4.8.3.E is de ex-partner van D en heeft van juni 2011 tot en met november 2019 naast betrokkene 2 gewoond. Hij was veel thuis en volgens hem woont betrokkene 1 vanaf 2013 volledig op adres Q. Daar leefden zij als een gezin. Hij weet de namen van de bewoners niet. Betrokkene 2 heeft hem verteld dat zij een relatie had, even uit elkaar zijn geweest, weer bij elkaar zijn gekomen en getrouwd zijn in de moskee. Toen hebben D en hij nog een bloemetje gebracht. Hij zag betrokkene 1 bezig in de tuin en aan de barbecue. Betrokkenen ontvingen bezoek en E heeft gehoord dat betrokkene 1 zich bemoeide met de opvoeding van de kinderen.
4.8.4.Uit de verklaringen van C, D en E blijkt dat zij betrokkenen samen hebben gezien, de auto van betrokkene 1 hebben gezien en hem hebben gezien in de tuin, met de kinderwagen of tijdens het boodschappen doen. Maar hoe vaak C, D en E dat hebben gezien blijkt niet uit hun verklaringen. De medewerkers van de Svb hebben daarop ook niet doorgevraagd. De verklaringen van C, D en E zijn als gevolg daarvan onvoldoende concreet en specifiek over het verblijf van betrokkene 1 op het adres Q van betrokkene 2 en de duur daarvan. Uit die verklaringen blijkt namelijk onvoldoende of wat zij verklaren over het wonen en samenleven van betrokkene 1 en betrokkene 2 als een gezin is gebaseerd op feitelijke waarnemingen of op aannames en vermoedens.

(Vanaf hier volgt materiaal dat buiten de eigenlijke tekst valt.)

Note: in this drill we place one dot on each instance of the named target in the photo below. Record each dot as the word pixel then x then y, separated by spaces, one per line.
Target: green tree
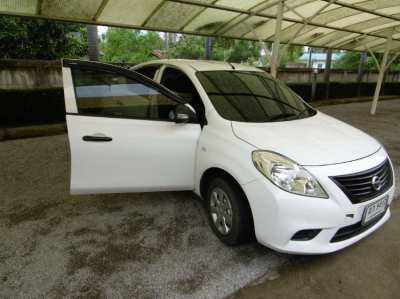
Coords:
pixel 129 46
pixel 188 47
pixel 291 55
pixel 41 39
pixel 351 60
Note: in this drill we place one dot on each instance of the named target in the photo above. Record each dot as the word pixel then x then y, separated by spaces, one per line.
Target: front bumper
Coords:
pixel 278 215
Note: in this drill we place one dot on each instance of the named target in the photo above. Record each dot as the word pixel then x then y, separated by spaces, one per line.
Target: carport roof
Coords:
pixel 341 24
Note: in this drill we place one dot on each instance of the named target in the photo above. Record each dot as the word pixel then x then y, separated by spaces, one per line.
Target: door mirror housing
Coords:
pixel 183 113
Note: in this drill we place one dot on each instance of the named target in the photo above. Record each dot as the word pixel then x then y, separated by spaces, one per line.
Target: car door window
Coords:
pixel 148 71
pixel 107 94
pixel 181 84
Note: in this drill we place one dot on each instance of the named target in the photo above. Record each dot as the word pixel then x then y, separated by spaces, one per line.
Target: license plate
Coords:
pixel 375 209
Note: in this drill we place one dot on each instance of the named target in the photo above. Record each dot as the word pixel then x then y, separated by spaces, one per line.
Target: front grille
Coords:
pixel 359 187
pixel 353 230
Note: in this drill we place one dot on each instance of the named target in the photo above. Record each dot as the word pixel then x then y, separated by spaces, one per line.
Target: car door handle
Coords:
pixel 97 138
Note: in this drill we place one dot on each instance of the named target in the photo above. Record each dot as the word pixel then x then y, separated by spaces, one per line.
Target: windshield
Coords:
pixel 252 97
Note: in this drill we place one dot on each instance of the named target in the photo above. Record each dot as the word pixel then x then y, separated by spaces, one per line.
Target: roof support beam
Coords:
pixel 269 16
pixel 100 10
pixel 277 41
pixel 382 70
pixel 364 10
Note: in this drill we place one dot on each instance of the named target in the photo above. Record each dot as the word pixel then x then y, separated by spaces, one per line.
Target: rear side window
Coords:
pixel 107 94
pixel 148 71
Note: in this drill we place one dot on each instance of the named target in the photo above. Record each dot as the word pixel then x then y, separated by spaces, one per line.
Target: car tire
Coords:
pixel 225 198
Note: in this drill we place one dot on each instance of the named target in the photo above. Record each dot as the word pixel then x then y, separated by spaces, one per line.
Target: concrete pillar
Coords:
pixel 277 42
pixel 208 48
pixel 327 72
pixel 93 42
pixel 360 74
pixel 381 75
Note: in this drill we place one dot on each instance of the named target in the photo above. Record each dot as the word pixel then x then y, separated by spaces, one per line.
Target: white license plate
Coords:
pixel 374 209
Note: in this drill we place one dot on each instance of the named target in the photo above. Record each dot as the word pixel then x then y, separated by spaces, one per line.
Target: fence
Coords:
pixel 31 91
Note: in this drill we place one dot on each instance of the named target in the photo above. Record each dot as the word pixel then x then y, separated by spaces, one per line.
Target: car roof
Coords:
pixel 203 65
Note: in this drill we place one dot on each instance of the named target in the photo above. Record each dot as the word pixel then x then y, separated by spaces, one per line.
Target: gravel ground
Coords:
pixel 120 245
pixel 127 245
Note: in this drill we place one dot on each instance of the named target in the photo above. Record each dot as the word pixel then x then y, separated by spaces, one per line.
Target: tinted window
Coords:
pixel 148 71
pixel 252 97
pixel 181 84
pixel 178 82
pixel 109 94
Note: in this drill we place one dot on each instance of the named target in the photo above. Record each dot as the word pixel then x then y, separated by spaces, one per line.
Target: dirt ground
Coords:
pixel 148 245
pixel 368 269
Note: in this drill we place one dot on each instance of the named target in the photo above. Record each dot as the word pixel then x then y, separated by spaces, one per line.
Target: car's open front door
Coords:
pixel 120 134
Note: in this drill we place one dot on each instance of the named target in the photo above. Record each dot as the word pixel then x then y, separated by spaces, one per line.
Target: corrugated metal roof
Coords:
pixel 341 24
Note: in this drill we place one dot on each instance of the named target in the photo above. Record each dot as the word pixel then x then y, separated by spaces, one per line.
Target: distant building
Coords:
pixel 318 60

De verklaringen van C, D en E bevatten onvoldoende concrete feiten en omstandigheden op basis waarvan kan worden vastgesteld dat het zwaartepunt van het persoonlijk leven van betrokkene 1 zich in de te beoordelen periode op het adres Q van betrokkene 2 bevond. Deze verklaringen zouden misschien bruikbaar kunnen zijn als steunbewijs, maar zeker niet als hoofdbewijs.
4.8.5.Het standpunt van het college dat geen enkele bewoner jarenlang een logboek bijhoudt van het komen en gaan van zijn buren, dat de gestelde aannames door de getuigen worden onderbouwd en het doen van aannames inherent is aan wat door de getuigen is waargenomen, deelt de Raad niet. Om van betekenis te kunnen zijn voor de onderbouwing van het standpunt over het hoofdverblijf van betrokkene 1 dienen de getuigenverklaringen een duidelijke feitelijke grondslag te hebben. Deze duidelijke feitelijke grondslag ontbreekt per definitie bij aannames, zoals ook in dit geval.
4.8.6.F en G hebben van juni 2011 tot oktober 2016 in de buurt van het uitkeringsadres gewoond. Alleen al omdat deze periode vóór de te beoordelen periode ligt, komt aan de verklaring van F en G geen betekenis toe voor de vraag waar betrokkene 1 in die periode zijn hoofdverblijf had.